Woolworths tools up with Masters plan

Wednesday, 15 February, 2012 - 10:09
Category: 

Wesfarmers has long dominated the estimated $40 billion home improvement and hardware segment with its successful brand Bunnings, so it’s no surprise rival retail giant Woolworths has packed its tools and entered the fray.

Woolworths has invested $100 million in Masters, its big-box rival to Bunnings, and launched the first of its Western Australian stores in Baldivis this week.

Other stores are set for Forrestdale, Ellenbrook, Joondalup and Bibra Lake.

Big box is an apt name, given each Masters store has 13,500 square metres of floor space. Woolworths has also struck a deal with fast-food chain, McDonald’s, to have an outlet in each store.

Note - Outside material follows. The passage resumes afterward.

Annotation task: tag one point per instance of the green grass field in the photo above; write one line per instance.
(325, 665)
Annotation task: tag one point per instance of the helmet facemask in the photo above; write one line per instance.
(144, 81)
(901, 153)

Woolworths said in 2009 is was teaming up with US mega-brand Lowes (which owned a third of Masters) to develop a presence in the Australian hardware market. They launched a successful takeover bid for hardware distribution company Danks to initially position the new operation.

Woolworths said at the time the expansion into the hardware and home improvement sector was a logical extension of its existing retail capabilities, technology and skills.  

Woolworths estimated in 2009 that Bunnings had a 20 per cent stake in the hardware market, with the rest shared between second-largest brand Mitre 10 (of which 50.01 per cent was bought by listed wholesale distribution company Metcash in 2010) and other independent retailers.

Masters has made its intentions clear, adopting the marketing catch cry “don’t you just love competition” on its website.

A Woolworths spokesperson told WA Business News there was ample opportunity to stake claim to some of the market and that Masters planned to differentiate its brand primarily with service, broader product offerings and greater value.

“It is about trying to find the products that are different, really good quality and that can deliver value as well,” the spokesperson said.

Having been one of the big supermarket retailers that had come under fire for the effects of price slashing on suppliers (see page 10), the Woolworths representative was keen to explain how value had been created.

“We have gone direct to suppliers to negotiate the best possible deals. At the end of the day, if it doesn’t make sense for a vendor, they are not going to supply to you, it is hardly like we have market dominance when we are a new player,” the spokesperson said.

Masters claims it has established exclusive supply deals with suppliers from the UK and US for items like paint brushes and barbecues and that the brand has worked to lower prices.

“Value is something we feel is critically important. We saw an opportunity to bring products to market at a substantially lower price than people had been paying,” the spokesperson said.

As far as competing with the market’s biggest player Bunnings, Woolworths is planning to roll out between 15 and 20 stores a year nationally and has set the goal to secure 150 big-box store sites within five years, but has not set targets for market share.

“It will certainly take us a long time to achieve substantial inroads. It will be a long time before we are anywhere near the level Bunnings is at, we are starting from scratch and it will take time,” the spokesperson said.

“We are only going to be building between 15 and 20 stores a year, that is still a lot of stores, but when you consider Bunnings have somewhere in the region of 300, it will take us some time to get to that kind of scale.”

In its 2011 financial year report, Bunnings said it had 296 stores across Australia and New Zealand (it has since closed two), 31,000 staff and its trading revenue was $6.8 billion.

That compares to Mitre 10, which recorded sales of $797.6 million and gross earnings of $20.7 million across its 420 stores.

Metcash has the right to acquire the remaining 49.9 per cent of the Mitre 10 group this year or in 2013.